According to Avataar, Varya has been built specifically for India's diverse cultural and regional contexts. The model is designed to understand and generate videos that reflect India's festivals, communities, food, clothing, public spaces, and everyday life. Whether it is a teacher creating visual lessons in a rural classroom, a small business producing product advertisements, or a citizen accessing information through video, Varya aims to help users turn simple ideas into engaging visual stories.
“India’s AI opportunity will not be defined only by the largest models. It will also be defined by the most efficient models,” said Sravanth Aluru, CEO and Co-Founder of Avataar. “Varya demonstrates that frontier-quality video AI can be made dramatically more efficient and accessible. For a country of 1.4 billion people, affordability is not a feature, it is a prerequisite. We believe the next billion stories, lessons, advertisements, services and experiences will be created through AI, and those capabilities must be available to everyone, not just a few.”
IndiaAI Mission Backing
Avataar was among the companies selected by the IndiaAI Mission to build indigenous foundation AI capabilities. Access to subsidized national AI compute infrastructure enabled the research that led to Varya, highlighting how public AI infrastructure can accelerate homegrown innovation.
Speaking at the launch, Secretary S Krishnan said, “The launch of one of the foundational models supported under the IndiaAI Mission marks a significant milestone in India's AI journey. Varya represents the kind of research-led capability building that we seek to enable. It is a proud moment that reflects our commitment to building indigenous AI capabilities and fostering a vibrant deep-tech ecosystem. Through strategic support for foundational models, we are enabling innovation at scale and creating the building blocks for the next generation of AI solutions. We look forward to further strengthening India's AI capabilities and advancing frugal innovation that is both world class and accessible at population scale.”
Developed with support from the IndiaAI Mission, Varya uses a distillation technique that reduces video generation from 50 steps to 4 steps, while maintaining comparable output quality. According to Avataar’s internal inference-cost benchmarks, Varya can generate video at ₹0.48 per second, making it upto 10x more cost-efficient than several leading global video models.
For India, where AI must work not just for millions but for more than a billion people, efficiency is not a technical detail. It is the foundation for inclusion.
The product experience is designed around a simple promise: Idea → Video → Story. Users can type an idea, upload an image, generate a video, and continue the story through additional clips. One prompt can become a lesson, an ad, a guide, a film or a memory.

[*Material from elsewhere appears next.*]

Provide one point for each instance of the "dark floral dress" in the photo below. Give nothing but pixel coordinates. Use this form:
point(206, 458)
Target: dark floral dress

“Affordable AI is inclusive AI,” said Sravanth Aluru. “What Avataar is building with Varya is important because it shifts the conversation from AI capability alone to AI accessibility. India has the talent, the market depth and the imagination to build AI products for population-scale use. Varya is a strong example of how Indian companies can compete globally, not by simply building bigger models, but by building more efficient, context-aware models that expand access.”
Avataar will also publish a technical report outlining Varya’s model architecture, distillation methodology and benchmarks.